2001-Bush 1 The document contains elements that align slightly with the political left, such as advocating for social justice, addressing poverty, and reforming social programs like Social Security and Medicare. However, it also emphasizes personal responsibility, private character, and reducing taxes, which are more centrist or right-leaning positions. The focus on national defense and a strong military presence further moderates its alignment with the left.
2005-Bush 0 The document emphasizes themes of freedom, democracy, and individual responsibility, which are more aligned with conservative and neoconservative ideologies. It focuses on spreading democracy globally, national security, and individual character, rather than advocating for social equality or government intervention in the economy, which are key aspects of the political left. The mention of an ‘ownership society’ and economic independence further aligns with right-leaning principles.
2009-Obama 2 The document aligns very well with the political left, emphasizing themes of social equality, government intervention, and progressive policies.
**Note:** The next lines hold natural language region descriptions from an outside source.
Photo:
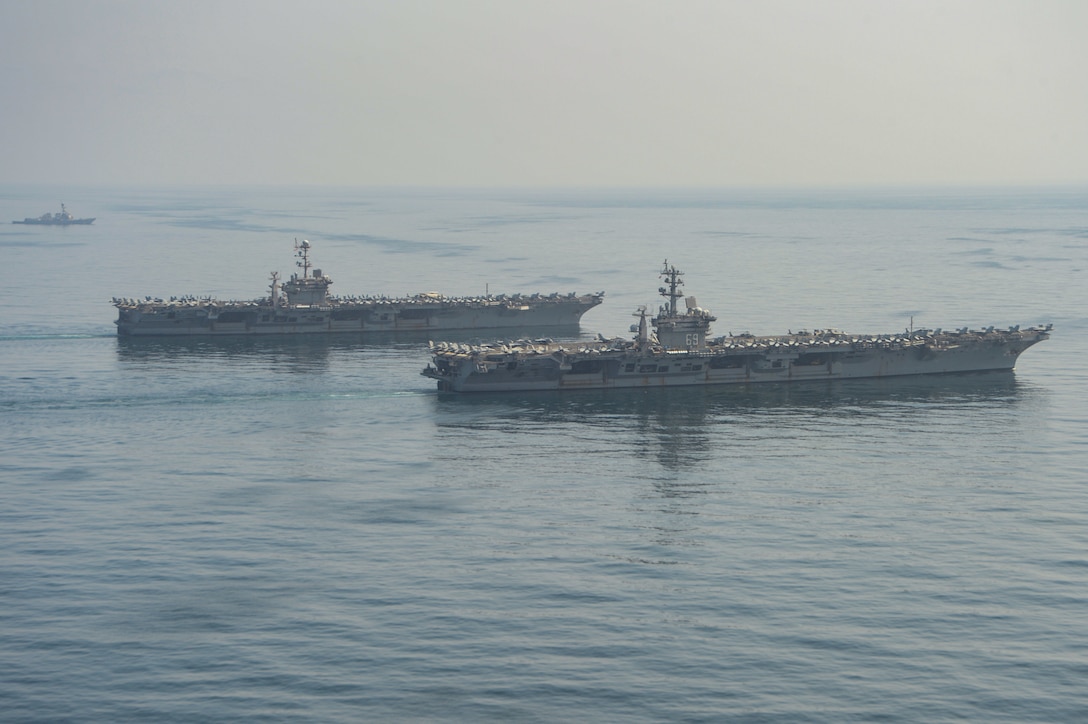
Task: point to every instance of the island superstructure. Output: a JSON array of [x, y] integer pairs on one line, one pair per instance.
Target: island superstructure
[[301, 305], [61, 218], [672, 350]]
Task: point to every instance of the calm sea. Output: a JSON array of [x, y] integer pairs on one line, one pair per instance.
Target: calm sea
[[305, 530]]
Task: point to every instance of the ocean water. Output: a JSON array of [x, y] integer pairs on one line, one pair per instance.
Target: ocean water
[[306, 530]]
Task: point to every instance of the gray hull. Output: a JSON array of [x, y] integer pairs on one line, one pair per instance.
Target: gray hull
[[768, 359], [165, 319]]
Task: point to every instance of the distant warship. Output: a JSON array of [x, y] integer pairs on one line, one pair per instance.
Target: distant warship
[[62, 218], [304, 306], [677, 353]]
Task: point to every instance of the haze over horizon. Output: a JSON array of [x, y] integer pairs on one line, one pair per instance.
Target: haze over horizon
[[593, 93]]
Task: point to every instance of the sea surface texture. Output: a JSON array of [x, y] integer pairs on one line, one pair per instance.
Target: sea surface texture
[[304, 530]]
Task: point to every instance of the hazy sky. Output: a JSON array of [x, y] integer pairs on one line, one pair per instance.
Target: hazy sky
[[544, 93]]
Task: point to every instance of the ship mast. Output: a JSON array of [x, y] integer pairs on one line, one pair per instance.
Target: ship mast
[[672, 291], [275, 290]]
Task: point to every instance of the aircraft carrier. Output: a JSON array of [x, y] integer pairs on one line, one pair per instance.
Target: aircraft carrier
[[303, 305], [672, 350]]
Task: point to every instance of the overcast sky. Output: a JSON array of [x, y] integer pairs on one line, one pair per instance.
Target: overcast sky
[[544, 93]]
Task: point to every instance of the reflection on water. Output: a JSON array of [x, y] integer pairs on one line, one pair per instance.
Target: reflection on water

It advocates for addressing economic inequality, reforming healthcare, investing in infrastructure, and promoting renewable energy. The speech also calls for international cooperation and a focus on common humanity, which are consistent with leftist ideals. However, it balances these with appeals to traditional values and national unity, which slightly moderates its alignment.
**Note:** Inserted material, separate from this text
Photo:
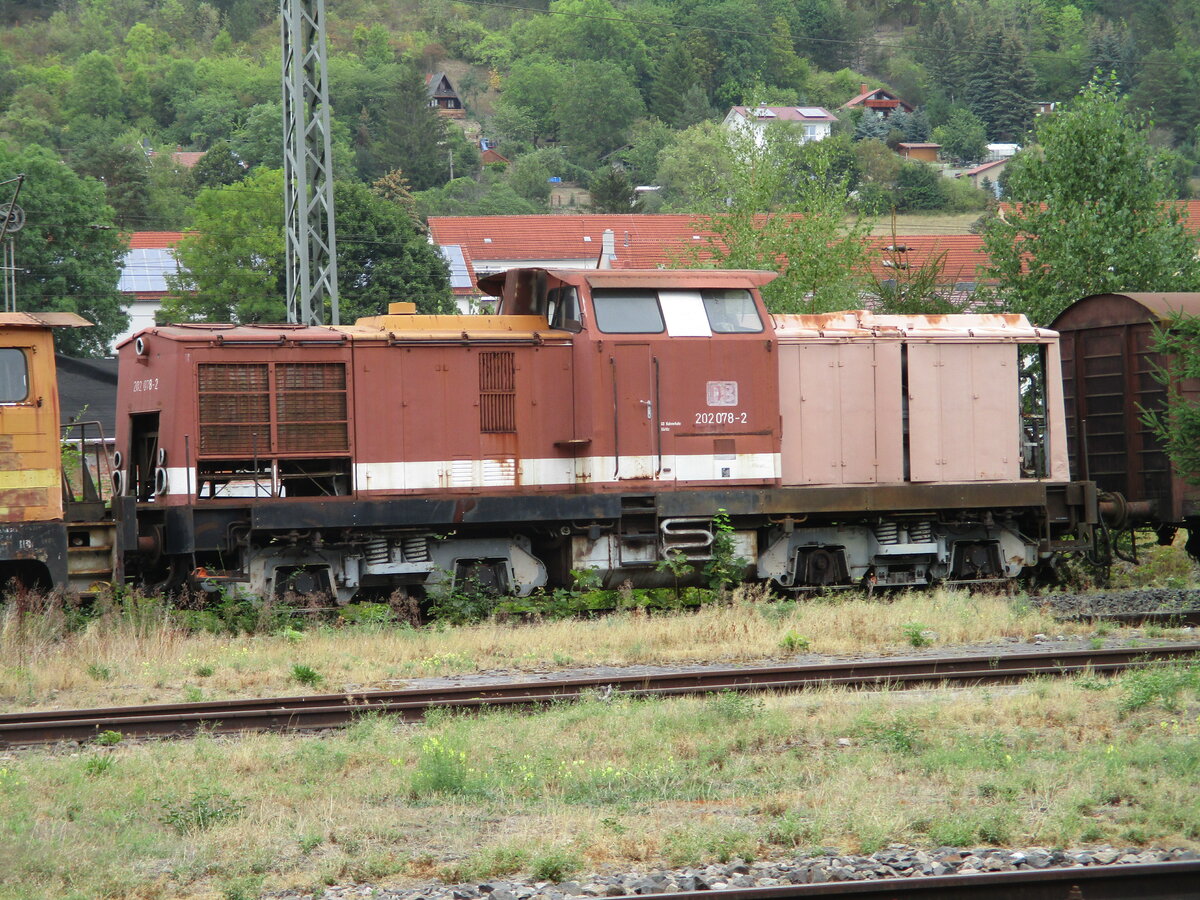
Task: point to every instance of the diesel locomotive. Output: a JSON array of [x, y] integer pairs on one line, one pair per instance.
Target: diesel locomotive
[[599, 420]]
2013-Obama 2 The document aligns very well with the political left, emphasizing social equality, government intervention, and progressive policies. It advocates for collective action, economic equality, environmental responsibility, and social justice, all of which are key tenets of leftist ideology. However, it also acknowledges the importance of personal responsibility and skepticism of central authority, which tempers its alignment slightly.
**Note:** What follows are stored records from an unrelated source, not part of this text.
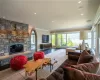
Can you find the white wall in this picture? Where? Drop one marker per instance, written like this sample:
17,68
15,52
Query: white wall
40,32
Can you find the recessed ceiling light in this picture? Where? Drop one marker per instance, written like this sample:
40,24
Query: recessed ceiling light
82,14
34,13
3,17
79,2
53,21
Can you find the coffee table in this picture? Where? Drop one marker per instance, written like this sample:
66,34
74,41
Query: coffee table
32,66
51,64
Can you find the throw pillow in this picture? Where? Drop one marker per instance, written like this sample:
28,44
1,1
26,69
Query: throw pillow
55,76
72,74
85,57
88,67
75,74
73,57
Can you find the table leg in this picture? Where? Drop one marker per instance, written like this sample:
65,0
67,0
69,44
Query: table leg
36,74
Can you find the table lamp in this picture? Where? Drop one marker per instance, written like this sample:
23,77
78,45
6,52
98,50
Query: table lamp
83,37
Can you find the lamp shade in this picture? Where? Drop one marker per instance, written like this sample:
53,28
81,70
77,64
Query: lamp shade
83,35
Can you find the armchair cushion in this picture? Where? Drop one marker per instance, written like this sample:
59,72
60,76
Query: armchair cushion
85,57
87,67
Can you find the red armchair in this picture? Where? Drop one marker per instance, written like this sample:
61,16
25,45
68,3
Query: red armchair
17,62
38,55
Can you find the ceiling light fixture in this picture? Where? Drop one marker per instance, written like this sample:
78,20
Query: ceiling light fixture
82,14
79,2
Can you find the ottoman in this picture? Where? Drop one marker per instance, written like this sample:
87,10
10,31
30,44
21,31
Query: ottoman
38,55
17,62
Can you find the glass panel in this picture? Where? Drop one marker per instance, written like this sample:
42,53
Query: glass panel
32,40
88,41
73,39
58,40
53,39
64,41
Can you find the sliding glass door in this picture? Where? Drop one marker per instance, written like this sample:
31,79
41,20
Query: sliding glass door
53,39
64,40
59,36
73,39
69,39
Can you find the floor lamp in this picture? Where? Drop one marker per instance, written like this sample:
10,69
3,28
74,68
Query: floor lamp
83,37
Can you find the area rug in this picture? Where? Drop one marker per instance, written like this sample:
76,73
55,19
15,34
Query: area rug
59,55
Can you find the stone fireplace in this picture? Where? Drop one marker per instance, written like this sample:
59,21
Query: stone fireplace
16,48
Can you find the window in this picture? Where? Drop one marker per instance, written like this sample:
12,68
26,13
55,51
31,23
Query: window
53,37
88,41
59,40
73,39
32,40
64,40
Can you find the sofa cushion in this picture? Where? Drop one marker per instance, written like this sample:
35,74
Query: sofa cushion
60,70
72,74
55,76
73,57
85,57
88,67
75,74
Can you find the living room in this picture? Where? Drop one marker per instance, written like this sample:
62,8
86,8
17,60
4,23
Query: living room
49,39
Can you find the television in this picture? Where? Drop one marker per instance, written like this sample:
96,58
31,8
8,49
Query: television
45,38
15,48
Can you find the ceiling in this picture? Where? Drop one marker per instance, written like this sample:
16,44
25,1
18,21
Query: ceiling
51,14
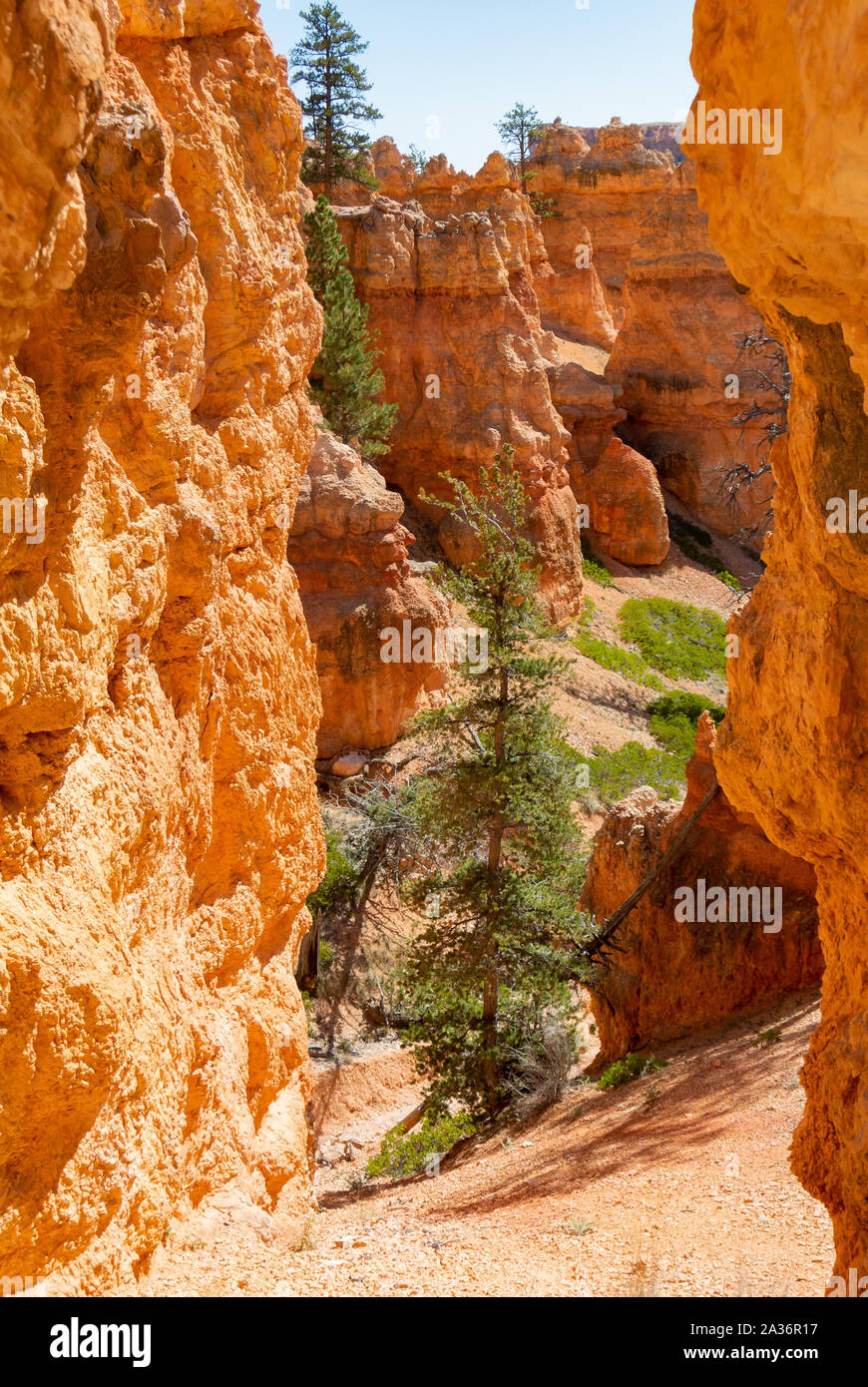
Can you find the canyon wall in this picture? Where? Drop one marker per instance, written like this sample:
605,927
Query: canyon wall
672,975
349,554
793,228
598,199
159,700
676,363
462,352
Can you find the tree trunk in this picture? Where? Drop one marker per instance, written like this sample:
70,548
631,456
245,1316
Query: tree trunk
491,1070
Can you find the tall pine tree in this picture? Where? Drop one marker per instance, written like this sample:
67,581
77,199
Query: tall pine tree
491,971
519,129
334,106
344,381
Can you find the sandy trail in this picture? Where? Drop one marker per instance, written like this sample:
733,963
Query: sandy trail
608,1194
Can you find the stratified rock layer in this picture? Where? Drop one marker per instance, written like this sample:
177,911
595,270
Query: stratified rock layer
668,975
159,700
676,362
793,227
626,507
461,343
349,552
600,198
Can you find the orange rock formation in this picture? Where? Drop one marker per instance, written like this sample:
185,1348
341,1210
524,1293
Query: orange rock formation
601,195
793,227
349,552
668,975
675,359
159,700
626,507
462,355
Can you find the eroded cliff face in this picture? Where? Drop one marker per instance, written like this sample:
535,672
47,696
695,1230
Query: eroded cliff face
678,366
461,348
672,975
793,227
349,552
600,196
159,700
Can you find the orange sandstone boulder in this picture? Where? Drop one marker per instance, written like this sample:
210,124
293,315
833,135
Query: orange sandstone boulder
159,699
626,507
793,227
349,552
668,974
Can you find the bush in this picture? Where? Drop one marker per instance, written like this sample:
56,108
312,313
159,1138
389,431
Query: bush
633,1067
338,884
675,639
613,658
401,1156
541,1070
615,774
672,720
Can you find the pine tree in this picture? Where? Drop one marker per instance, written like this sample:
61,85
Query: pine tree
336,106
519,129
344,381
486,975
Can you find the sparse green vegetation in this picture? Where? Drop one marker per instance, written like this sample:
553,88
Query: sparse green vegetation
674,715
401,1156
675,639
632,1067
579,1226
615,774
334,889
613,658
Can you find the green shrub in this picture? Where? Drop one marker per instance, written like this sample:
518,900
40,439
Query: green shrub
633,1067
674,715
675,639
401,1156
615,774
613,658
338,884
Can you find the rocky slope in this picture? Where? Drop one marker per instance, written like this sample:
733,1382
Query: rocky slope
668,977
159,700
676,363
349,554
600,196
795,228
461,343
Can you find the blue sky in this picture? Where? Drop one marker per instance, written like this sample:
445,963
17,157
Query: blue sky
466,61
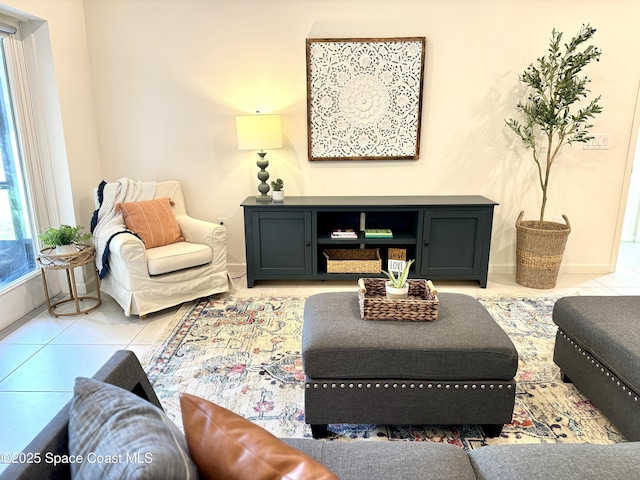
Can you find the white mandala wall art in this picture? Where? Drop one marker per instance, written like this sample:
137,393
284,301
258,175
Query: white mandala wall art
364,98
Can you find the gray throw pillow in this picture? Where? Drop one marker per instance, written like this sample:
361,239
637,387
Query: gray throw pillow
113,433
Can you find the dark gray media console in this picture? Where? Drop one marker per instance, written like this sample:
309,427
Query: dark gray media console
448,235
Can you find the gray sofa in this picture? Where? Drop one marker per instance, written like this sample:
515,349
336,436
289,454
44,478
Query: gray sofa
372,459
598,349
2017-Trump 0 The document emphasizes nationalism, protectionism, and a focus on “America first” policies, which are not aligned with the political left. It lacks advocacy for social equality, government intervention in the economy, or progressive policies typically associated with the left. Instead, it focuses on reducing government power in favor of populist rhetoric and national pride.
2021-Biden 2 The document aligns very well with the political left, scoring a 2 on the scale. It emphasizes themes of social equality, racial justice, and government intervention in addressing economic challenges and the pandemic. The call for unity, healing, and addressing systemic racism aligns with progressive policies. However, the focus on unity and bipartisanship tempers the extremity of left alignment, preventing a score of 3.
2025-Trump 0 The document emphasizes nationalism, border security, military strength, and economic independence, which are typically associated with right-wing ideologies. It criticizes government intervention and promotes deregulation, particularly in energy and trade, which contrasts with leftist advocacy for government intervention in the economy and progressive policies. The focus on national sovereignty and traditional values further aligns with right-wing perspectives.

Summary

Now you have successfully learned how to: 1. Inspect built-in codebooks to understand best practices 2. Create custom codebooks from scratch for specific research questions 3. Apply codebooks to data using qlm_code()

The flexibility of custom codebooks allows you to adapt quallmer to any qualitative coding task in your research!